The payer references policy criteria.
The patient stands in the middle.
We distributed decision authority across software, finance, compliance, and clinical operations. We left accountability anchored to the clinician.
As AI adoption expands, the definition of standard of care may shift. Failure to use a widely adopted tool could get framed as deviation. Adoption increases exposure. Non-adoption increases exposure.
Either way, the physician signs the chart.
THE IMAGING AI REALITY
AI in imaging holds real promise. Pattern recognition at scale. Fatigue-free scanning. Faster detection.
Radiologists in trials detect lesions faster and identify more cases with AI support. Yet only 19 percent of health systems report high levels of success after deploying imaging AI tools.
Why?
Training data bias. Models built on curated academic datasets struggle in community settings.
Prevalence distortion. Validation sets often inflate disease rates, which skews perceived performance.
Workflow strain. More flags create more downstream work. Alert fatigue sets in.
Reimbursement focus. Systems measure throughput and billing alignment. Few track whether earlier detection translates into durable survival gains across populations.
AI can find more. The question is whether the system acts responsibly on what it finds.
I have held imaging that showed structural damage. The problem was never image quality. It was how the system responded to what it saw.
WHAT NEEDS TO CHANGE
AI should reduce administrative burden. It should surface social risk. It should flag gaps before crisis.

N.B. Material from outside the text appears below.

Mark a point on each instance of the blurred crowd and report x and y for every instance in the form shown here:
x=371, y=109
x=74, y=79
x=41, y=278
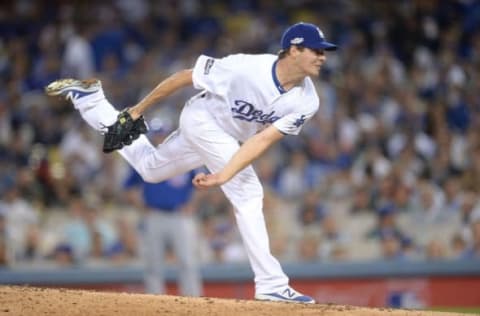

Instead, we often deploy it as a gatekeeper between a sick human and a treatment plan.
If we want a different future, we need structural change.
Include patients in AI governance with real authority.
Define shared liability frameworks that match distributed decision power.
Require transparent audit trails for every AI-influenced clinical decision.
Measure long-term functional outcomes, not just short-term spend.
Rebalance error tolerance to reflect clinical risk, not just financial exposure.
Align executive incentives with durable patient health.
The algorithm reflects the values of the people who build it.
Right now, too many rooms optimize for containment. I have seen the system from the executive chair and from the exam table.
AI belongs in healthcare.
But only if we build it for the patient sitting in front of the clinician, not for the spreadsheet sitting, or in front of, on the board.